Tales from the Fitch & Shui waterhole
For those of you not familiar with Fitch & Shui, it’s an excellent bar near to the world trade center, in Amsterdam Zuidas. On a Friday evening, the bar is like a scene from the BBC wildlife documentary series planet earth. If I were to do a voiceover while witnessing the goings on I’d write something like the following:
“Here we see a herd of Dutch men commonly known as kakkers in their natural habitat. They can be recognized by the various shades of blue suits and predominantly brown shoes. The leaders of the herd have their hair combed backwards with lots of hair gel, and are sometimes mistaken for being lions. In spite of their huge size, watch as they drink beer from tiny little glasses”.

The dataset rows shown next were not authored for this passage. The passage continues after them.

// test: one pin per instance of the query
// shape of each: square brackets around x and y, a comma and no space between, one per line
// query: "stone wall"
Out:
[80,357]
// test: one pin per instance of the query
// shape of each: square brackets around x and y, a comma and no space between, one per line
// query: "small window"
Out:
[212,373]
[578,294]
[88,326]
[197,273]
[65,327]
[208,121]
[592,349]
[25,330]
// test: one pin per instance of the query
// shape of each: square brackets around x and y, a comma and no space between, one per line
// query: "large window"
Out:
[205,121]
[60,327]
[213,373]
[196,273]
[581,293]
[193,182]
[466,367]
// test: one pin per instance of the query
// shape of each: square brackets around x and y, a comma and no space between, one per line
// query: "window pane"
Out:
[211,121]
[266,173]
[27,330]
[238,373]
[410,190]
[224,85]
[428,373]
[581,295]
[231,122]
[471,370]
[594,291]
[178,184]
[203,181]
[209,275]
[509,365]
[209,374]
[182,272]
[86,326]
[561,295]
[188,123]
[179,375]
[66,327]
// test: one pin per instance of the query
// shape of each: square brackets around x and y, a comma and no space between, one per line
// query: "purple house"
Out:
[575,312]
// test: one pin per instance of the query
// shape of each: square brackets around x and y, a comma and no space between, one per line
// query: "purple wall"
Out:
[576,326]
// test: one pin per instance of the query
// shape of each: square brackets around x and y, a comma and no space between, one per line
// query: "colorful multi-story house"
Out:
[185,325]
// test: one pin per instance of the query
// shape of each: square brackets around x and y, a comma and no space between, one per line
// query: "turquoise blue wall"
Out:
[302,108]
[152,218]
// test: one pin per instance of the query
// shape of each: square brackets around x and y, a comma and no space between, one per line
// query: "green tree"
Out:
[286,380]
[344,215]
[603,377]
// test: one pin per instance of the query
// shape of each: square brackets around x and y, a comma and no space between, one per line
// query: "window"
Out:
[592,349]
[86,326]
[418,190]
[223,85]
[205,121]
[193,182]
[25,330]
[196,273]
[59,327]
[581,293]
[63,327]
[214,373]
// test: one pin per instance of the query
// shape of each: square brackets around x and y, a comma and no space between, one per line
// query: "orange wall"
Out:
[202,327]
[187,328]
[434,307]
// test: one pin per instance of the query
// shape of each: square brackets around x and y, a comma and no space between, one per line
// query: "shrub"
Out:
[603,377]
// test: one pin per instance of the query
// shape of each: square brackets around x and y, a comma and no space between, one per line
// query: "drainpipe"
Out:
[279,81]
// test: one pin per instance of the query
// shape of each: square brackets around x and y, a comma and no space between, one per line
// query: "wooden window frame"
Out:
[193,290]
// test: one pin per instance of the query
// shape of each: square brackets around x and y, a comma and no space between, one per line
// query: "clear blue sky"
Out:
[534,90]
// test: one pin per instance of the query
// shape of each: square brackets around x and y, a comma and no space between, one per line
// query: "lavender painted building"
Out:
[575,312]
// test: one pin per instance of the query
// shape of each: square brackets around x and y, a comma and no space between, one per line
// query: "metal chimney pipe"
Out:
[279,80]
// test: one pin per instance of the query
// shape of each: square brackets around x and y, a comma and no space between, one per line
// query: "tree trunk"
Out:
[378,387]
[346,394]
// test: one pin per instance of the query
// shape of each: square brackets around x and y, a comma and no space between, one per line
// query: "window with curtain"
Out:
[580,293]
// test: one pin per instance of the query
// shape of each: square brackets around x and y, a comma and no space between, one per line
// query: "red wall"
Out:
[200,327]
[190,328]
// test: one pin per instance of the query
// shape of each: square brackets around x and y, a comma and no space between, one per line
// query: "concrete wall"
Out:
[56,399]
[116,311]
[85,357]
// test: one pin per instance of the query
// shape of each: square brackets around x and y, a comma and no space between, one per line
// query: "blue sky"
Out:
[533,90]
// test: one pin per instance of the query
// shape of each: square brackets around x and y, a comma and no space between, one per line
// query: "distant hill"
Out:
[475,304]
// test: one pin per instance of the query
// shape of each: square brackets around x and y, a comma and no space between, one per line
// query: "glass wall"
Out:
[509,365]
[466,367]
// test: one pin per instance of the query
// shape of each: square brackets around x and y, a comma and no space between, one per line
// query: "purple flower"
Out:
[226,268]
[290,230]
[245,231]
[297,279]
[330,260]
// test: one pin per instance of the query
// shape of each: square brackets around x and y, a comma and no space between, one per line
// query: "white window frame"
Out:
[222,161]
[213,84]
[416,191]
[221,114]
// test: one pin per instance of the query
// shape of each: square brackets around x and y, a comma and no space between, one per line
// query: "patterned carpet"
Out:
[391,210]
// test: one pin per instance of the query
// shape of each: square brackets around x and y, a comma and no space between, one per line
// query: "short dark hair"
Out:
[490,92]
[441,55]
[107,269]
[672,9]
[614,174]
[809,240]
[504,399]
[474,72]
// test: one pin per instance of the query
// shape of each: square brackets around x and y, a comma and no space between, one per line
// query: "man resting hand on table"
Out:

Suddenly the atmosphere changes in the bar as a group of incredibly well-dressed women (by Amsterdam standards) enter the bar in business suits, skirts and shoes with heels. One can sense the tension in the air as the kakkers nervously look at the women, look away, look and then look away again.
Also frequenting the waterhole are herds of expats, grateful that they’ve been allowed to live in the greatest country in the world, as long as they keep their opinions about Dutch culture to themselves. Some even attempt to converse in the local language but are quickly rebuffed with comments such as. “I don’t want to speak Dutch with you as your accent irritates me”. Other overheard snippets of conversation include, “so you’re Polish? Which cleaning firm do you work for?”
The History of the Club Sandwich
A club sandwich, also called a clubhouse sandwich, is a sandwich of occasionally toasted bread, sliced cooked poultry, fried bacon, lettuce, tomato, and mayonnaise. It is often cut into quarters or halves and held together by hors d’œuvre sticks. Modern versions frequently have two layers which are separated by an additional slice of bread, though this is not a required feature of the sandwich.
The club sandwich may have originated at the Union Club of New York City. The earliest known reference to the sandwich is also an early recipe; “Have you tried a Union Club sandwich yet? Two toasted pieces of Graham bread, with a layer of turkey or chicken and ham between them, served warm.” Several other early references also credit the chef of the Union Club with creating the sandwich.
See the image below. It was what I was expecting when I placed my order
What I received instead
Yes, it’s fair to say that I’m not particularly religious anymore, but what I received at Fitch & Shui which they called a club sandwich shook my faith in god. “My lord, what have I done to offend thee?”
Tasteless white bread. Anorexic slices of chicken so thin that they wouldn’t even get a job on a catwalk. Avocado spread devoid of flavor. The sandwich was like meeting someone for the first time who looks fabulous on Tinder, only to realize that they must be experts with photoshop. It was visually unappetizing but my god the taste, I can’t even describe it. I wanted to rinse my mouth out with bleach.
When the efficient and friendly waitress asked me if I enjoyed the sandwich. Ignoring that I only took a few bites of one and left the other untouched. For once, I decided not to complain, and simply paid and left. I also resolved to start praying more often as perhaps the sandwich was punishment for ignoring my religion for so long.
If you enjoy watching the mating habits of the professional classes, by all means, go to Fitch & Shui. But please, don’t order the club sandwich.
No kakkers were hurt during the writing of this post.